According to a report by longtime Memphis Commercial Appeal journalist Phil Stukenborg, the indoor tournament in Memphis, Tennessee was played for the last time this February.
The good news, according to Stukenborg, is that it will remain in the U.S., moving to the New York City area for its 2018 edition. The Nassau Memorial Coliseum in Uniondale, N.Y., long the time of the NHL’s Islanders until the team moved to Brooklyn for the 2015-16 season, is expected to be the tournament’s new home.
It seemed inevitable something was going to happen when GF Sports Inc., bought the event in 2015. The president of the company is Jerry Solomon, the man behind the annual World Tennis Day exhibition event at Madison Square Garden that began with the memorable Sampras vs. Federer match more than a decade ago.
The social-media side of the tournament immediately stepped up. No doubt the company searched for a major title sponsor for the tournament, something it hadn’t had since 2011. Technically, the San Jose event was transferred to Memphis while the Memphis event itself, which had hosted a concurrent women’s tournament since 2002, saw both relocated to Brazil (the women’s tournament there only lasted a couple of years, and moved on to Budapest in 2017). The year before that, the ATP stop in Los Angeles had been bought and relocated to Bogotá, Colombia.
According to Stukeborg, GF Sports is the tournament’s third owner since 2013; the USTA stepped in to buy it at one point, with the interest of keeping it in the U.S after the number of the tournaments has dwindled alarmingly over the years.
During the years American star Andy Roddick faithfully turned up, the tournament survived. But after his retirement, with no marquee American player to help ticket sales; it struggled. Stukeborg writes that the tournament lost $1 million each of the last two years GF Sports has owned it. Kei Nishikori, who won the event four times from 2013-16, didn’t play this year so, officially, American Ryan Harrison will be the final champion in the history of the tournament.
The Racquet Club of Memphis is believed to be the last private tennis club to host a tour event; the requirements of top-level tennis over the years have far outgrown the dimensions of what a private club can provide.
In moving, as reported, to the Nassau Coliseum, it becomes a completely different event, but one that has access to a massive potential market in the New York City area. Other than the U.S. Open every summer, there are no other pro tennis opportunities for a market of 20 million people. Then again, the Los Angeles market, and its 13 million, boasts neither a men’s nor a women’s event at this point.
Some European events are hosted in indoor arenas, which usually mean the second match court is tucked away somewhere and practice courts are a challenge. But they find a way to make it work.

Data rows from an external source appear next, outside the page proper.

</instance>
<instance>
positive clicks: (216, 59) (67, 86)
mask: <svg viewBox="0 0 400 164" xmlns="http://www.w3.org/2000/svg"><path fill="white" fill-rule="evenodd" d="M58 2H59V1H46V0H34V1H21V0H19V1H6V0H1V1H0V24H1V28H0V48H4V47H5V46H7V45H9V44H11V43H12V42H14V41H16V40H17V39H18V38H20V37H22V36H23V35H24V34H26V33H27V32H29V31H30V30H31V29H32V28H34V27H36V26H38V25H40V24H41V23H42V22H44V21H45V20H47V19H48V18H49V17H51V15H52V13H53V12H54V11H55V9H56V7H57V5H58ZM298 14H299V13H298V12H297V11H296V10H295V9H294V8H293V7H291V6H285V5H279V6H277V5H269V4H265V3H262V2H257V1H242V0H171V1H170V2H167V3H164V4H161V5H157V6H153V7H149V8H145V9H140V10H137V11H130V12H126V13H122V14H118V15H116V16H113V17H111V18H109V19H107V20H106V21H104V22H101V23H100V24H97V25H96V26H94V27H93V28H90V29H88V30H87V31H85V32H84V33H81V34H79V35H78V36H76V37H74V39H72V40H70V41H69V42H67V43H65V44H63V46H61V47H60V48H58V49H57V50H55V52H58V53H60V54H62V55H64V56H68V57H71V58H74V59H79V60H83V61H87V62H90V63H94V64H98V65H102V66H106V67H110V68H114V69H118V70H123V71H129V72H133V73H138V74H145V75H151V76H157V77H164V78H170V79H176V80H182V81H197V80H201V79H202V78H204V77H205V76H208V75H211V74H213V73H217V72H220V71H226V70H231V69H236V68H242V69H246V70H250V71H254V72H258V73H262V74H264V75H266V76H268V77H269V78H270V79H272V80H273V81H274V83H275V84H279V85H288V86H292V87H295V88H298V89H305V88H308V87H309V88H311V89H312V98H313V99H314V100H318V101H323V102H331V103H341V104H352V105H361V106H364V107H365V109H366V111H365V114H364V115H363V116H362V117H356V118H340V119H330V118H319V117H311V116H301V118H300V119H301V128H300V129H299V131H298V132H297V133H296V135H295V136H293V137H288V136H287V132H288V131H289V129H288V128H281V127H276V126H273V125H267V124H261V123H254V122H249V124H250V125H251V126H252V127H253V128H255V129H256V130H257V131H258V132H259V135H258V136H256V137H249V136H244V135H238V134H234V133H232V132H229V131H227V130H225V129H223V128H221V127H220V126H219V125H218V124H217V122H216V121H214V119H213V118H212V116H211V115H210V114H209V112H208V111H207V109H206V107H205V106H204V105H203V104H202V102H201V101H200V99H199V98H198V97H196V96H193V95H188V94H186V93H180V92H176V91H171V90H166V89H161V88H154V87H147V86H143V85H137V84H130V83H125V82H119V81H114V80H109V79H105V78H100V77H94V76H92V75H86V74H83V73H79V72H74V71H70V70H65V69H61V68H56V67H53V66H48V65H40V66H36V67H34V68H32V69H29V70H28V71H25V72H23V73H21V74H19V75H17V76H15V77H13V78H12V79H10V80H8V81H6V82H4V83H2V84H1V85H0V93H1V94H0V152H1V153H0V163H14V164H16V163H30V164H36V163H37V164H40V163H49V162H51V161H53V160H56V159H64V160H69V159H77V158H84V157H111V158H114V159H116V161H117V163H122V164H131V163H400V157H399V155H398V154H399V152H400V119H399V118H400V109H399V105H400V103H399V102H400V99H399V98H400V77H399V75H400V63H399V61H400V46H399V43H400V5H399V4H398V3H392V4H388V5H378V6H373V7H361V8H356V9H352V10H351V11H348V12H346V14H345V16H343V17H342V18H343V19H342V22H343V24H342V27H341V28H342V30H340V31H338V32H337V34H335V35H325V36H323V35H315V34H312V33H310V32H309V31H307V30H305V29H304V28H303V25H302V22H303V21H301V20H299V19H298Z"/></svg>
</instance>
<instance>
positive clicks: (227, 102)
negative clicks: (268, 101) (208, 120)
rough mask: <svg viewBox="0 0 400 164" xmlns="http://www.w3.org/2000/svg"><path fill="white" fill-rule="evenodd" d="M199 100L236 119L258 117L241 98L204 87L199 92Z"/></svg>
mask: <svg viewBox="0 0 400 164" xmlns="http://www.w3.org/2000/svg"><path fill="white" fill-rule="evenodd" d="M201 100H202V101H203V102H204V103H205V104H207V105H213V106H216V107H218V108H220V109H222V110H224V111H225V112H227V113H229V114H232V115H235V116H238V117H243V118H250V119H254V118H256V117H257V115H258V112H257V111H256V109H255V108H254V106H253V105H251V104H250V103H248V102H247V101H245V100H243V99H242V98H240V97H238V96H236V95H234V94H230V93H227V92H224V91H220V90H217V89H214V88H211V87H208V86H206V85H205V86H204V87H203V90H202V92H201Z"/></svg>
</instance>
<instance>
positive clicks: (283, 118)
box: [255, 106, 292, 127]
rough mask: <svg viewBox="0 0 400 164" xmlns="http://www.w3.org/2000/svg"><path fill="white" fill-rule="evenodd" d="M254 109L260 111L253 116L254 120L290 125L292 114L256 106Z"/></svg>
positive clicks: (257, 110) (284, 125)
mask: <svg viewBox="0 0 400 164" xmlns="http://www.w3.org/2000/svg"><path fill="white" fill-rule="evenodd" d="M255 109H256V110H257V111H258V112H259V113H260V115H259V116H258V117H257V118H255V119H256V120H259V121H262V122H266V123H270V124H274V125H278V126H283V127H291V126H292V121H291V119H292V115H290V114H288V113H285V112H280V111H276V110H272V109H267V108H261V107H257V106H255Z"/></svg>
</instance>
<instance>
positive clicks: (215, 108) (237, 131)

For one year in 1990, the ATP even hosted a winter indoor event in Toronto, won by Ivan Lendl. Here’s what the SkyDome (now the Rogers Centre) looked like:
The same company also acquired the July ATP stop in Atlanta, which had been purchased by the USTA in 2009 (in a similar effort to keep the license from being acquired by another country). It was relocated from its longtime home in Indianapolis. It’ll be interesting to see what GF Sports does with that event down the road, although the site there is superb and it does have a title sponsor in BB&T.